Public interest advocates suggest that OIRA is mostly attentive to the concerns of business and therefore attempts to weaken rules by delaying their implementation, diluting their provisions, and substituting its own judgment for that of the initiating agency. On the other hand, conservatives complain that OIRA merely rubber-stamps agency action, delaying but rarely vetoing rulemakings that would fail a cost-benefit test.
Neither side currently has overwhelming empirical evidence to support its position. What quantitative research there is on OIRA’s effect on proposed rules tends to focus on the final finding of the review, whether “approved without change,” “approved with change,” or (rarely) “returned” to the agency for further analysis. The Center for Progressive Reform, a pro-regulation group, found that OIRA changed up to 84 percent of health and safety rules. Regardless of whether such changes are decried for reducing safety or hailed for promoting efficiency, existing research offers some support for the view that OIRA does revise the content of proposed rules.
But those studies do not offer a means to assess the practical effect of the OIRA alterations. Simply recording percentages of rules “changed” by OIRA fails to account for what sort of changes are made. “Approved with change” is a broad category that could contain anything from minor technical tweaks to removal of entire provisions. Claims that OIRA consistently deflates benefits, inflates costs, and hollows out public health and safety measures ignore the diversity and complexity inherent in a system producing thousands of rules each year. While critics can point to notable examples when OIRA review did produce such changes, it is questionable whether those anecdotes constitute a pattern.

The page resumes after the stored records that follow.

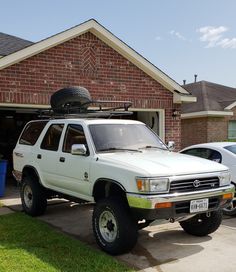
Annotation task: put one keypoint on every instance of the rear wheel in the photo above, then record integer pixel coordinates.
(115, 230)
(202, 224)
(33, 198)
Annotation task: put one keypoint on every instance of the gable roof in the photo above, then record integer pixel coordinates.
(212, 99)
(10, 44)
(180, 94)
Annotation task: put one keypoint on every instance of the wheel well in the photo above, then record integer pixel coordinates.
(107, 188)
(31, 172)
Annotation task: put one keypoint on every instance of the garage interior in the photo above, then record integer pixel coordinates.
(12, 121)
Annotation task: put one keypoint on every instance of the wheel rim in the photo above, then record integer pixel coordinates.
(231, 207)
(108, 226)
(28, 196)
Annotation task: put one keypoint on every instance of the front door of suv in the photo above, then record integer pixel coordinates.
(73, 170)
(47, 155)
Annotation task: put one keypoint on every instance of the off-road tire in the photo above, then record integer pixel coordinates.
(33, 196)
(231, 209)
(126, 229)
(201, 224)
(74, 97)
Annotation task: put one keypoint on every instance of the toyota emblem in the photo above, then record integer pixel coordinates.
(196, 183)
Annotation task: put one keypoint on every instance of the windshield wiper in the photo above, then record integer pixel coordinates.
(118, 149)
(152, 146)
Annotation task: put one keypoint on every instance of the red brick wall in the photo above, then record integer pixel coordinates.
(217, 129)
(203, 130)
(193, 131)
(88, 62)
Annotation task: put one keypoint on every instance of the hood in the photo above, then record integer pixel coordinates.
(161, 163)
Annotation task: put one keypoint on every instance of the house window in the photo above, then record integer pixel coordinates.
(232, 130)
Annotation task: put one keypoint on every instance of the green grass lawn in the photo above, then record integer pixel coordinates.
(27, 244)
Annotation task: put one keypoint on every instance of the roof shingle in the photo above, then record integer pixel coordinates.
(210, 97)
(10, 44)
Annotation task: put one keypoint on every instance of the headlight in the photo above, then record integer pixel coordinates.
(225, 178)
(160, 185)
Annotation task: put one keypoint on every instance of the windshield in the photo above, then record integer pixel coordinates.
(231, 148)
(133, 137)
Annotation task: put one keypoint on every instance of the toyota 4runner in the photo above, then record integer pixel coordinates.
(126, 170)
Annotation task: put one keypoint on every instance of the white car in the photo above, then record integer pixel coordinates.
(221, 152)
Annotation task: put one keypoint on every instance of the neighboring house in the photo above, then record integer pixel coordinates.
(10, 44)
(212, 117)
(87, 55)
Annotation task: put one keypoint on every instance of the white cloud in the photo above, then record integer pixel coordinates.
(228, 43)
(158, 38)
(213, 36)
(178, 35)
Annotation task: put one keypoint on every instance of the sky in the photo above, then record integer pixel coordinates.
(180, 37)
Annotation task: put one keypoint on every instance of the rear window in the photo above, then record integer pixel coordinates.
(32, 132)
(231, 148)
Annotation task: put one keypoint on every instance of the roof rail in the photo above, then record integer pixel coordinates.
(99, 109)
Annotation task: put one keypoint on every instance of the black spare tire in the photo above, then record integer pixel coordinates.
(70, 97)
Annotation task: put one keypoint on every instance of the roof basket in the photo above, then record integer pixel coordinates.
(91, 109)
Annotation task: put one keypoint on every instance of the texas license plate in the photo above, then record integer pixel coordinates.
(199, 205)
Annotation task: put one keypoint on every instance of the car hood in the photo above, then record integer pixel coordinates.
(159, 163)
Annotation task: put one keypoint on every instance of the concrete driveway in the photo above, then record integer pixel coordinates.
(163, 248)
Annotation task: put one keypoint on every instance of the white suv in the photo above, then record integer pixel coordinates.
(126, 170)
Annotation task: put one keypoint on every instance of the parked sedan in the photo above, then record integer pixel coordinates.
(221, 152)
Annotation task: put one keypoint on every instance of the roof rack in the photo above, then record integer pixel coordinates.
(99, 109)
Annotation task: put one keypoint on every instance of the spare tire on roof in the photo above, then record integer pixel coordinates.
(70, 97)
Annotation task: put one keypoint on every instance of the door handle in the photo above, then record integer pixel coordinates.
(19, 154)
(62, 159)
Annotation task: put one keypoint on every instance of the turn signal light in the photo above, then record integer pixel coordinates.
(228, 196)
(163, 205)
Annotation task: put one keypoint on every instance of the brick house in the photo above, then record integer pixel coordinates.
(87, 55)
(212, 118)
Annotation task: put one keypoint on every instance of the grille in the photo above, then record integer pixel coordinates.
(194, 184)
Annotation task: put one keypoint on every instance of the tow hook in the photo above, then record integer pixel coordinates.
(208, 214)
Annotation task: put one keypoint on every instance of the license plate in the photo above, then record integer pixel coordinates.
(199, 205)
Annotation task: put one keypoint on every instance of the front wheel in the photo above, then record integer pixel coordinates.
(231, 209)
(115, 230)
(202, 224)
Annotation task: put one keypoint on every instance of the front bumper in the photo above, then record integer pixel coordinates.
(144, 206)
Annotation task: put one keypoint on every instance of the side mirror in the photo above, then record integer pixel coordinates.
(79, 149)
(171, 145)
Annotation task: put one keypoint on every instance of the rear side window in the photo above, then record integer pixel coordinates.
(74, 135)
(52, 138)
(205, 153)
(32, 132)
(231, 148)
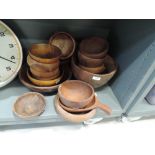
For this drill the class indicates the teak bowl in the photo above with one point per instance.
(65, 42)
(43, 89)
(72, 117)
(43, 82)
(94, 45)
(89, 62)
(45, 75)
(96, 80)
(45, 53)
(75, 93)
(42, 67)
(93, 105)
(95, 70)
(29, 105)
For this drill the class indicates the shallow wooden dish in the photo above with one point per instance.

To develop a better understanding of OIRA’s effect on rulemaking, we conducted a review of the changes in cost and benefit estimates between proposed and final rulemaking stages. This study provides a better measure of the gravity of rule changes and adds empirical grounding to a debate driven overwhelmingly by competing anecdotes.
Changes in Cost / We analyzed 160 final rules (excluding routine Federal Aviation Administration regulations) published in 2012 and 2013 that underwent some form of review. OIRA reviewed 111 of those rules, while independent agencies produced (and reviewed) the other 49. According to our analysis, the average net change in cost between the proposed and final rules was an increase of $137.1 million. The average percent change was an increase of 401 percent. However, a few rules with dramatic cost increases artificially elevated the averages.
A plurality of rules had increased costs: 74 (46 percent) had higher costs in the final stage than when originally proposed; 46 (28 percent) had lower costs; and 40 had no change (25 percent). In the aggregate, the positive changes represented increased costs of $35.6 billion (an average change of $481 million) while the negative changes decreased costs by $13.7 billion (an average decrease of $297 million). Thus, while cost estimates are more likely to increase than decrease during the rulemaking process, the direction of change is not exclusively positive.
Differences between the proposed and final rule can arise from a variety of factors. Changes may be caused by the addition of analyses not present in the proposed form (such as determining “major” rule status under the Congressional Review Act). Or analyses may have been present in the original edition of the rule, but were updated as new information became available. In either scenario, the actual content of the rule is unchanged, with the increase in costs reflecting procedural decisions by agencies and OIRA. Finally, cost and benefit changes could reflect substantive alterations to the actual content of the rule. Because of those different possibilities, it is unclear whether increasing cost estimates should be applauded as a more accurate accounting of the rules’ effects or decried as a gradual expansion of rules’ reach over time.
Cost Changes by Agency / When possible, net changes were considered on an agency-by-agency basis. Few agencies produced enough final rules in the period studied to allow for meaningful conclusions, but financial regulators (in the Consumer Financial Protection Bureau, Commodities Futures Trading Commission, Securities and Exchange Commission, and Department of the Treasury), health care regulators (in the Department of Heath and Human Services and the Centers for Medicare and Medicaid Services) and the Environmental Protection Agency all had sufficiently large sample sizes (more than 25).
The first column of Table 1 presents the raw average percentage change in a proposed rule’s estimated cost. The next column, “adjusted average,” excludes the three rules with the largest percent changes in each category, so as to better capture the typical change.
The difference between the two columns confirms that the data are subject to a large amount of variability. The finance rules had the largest disparity in percentage changes, as shown by the dramatic reduction between the average and the adjusted average. The dispersion in the other two areas was not nearly as pronounced.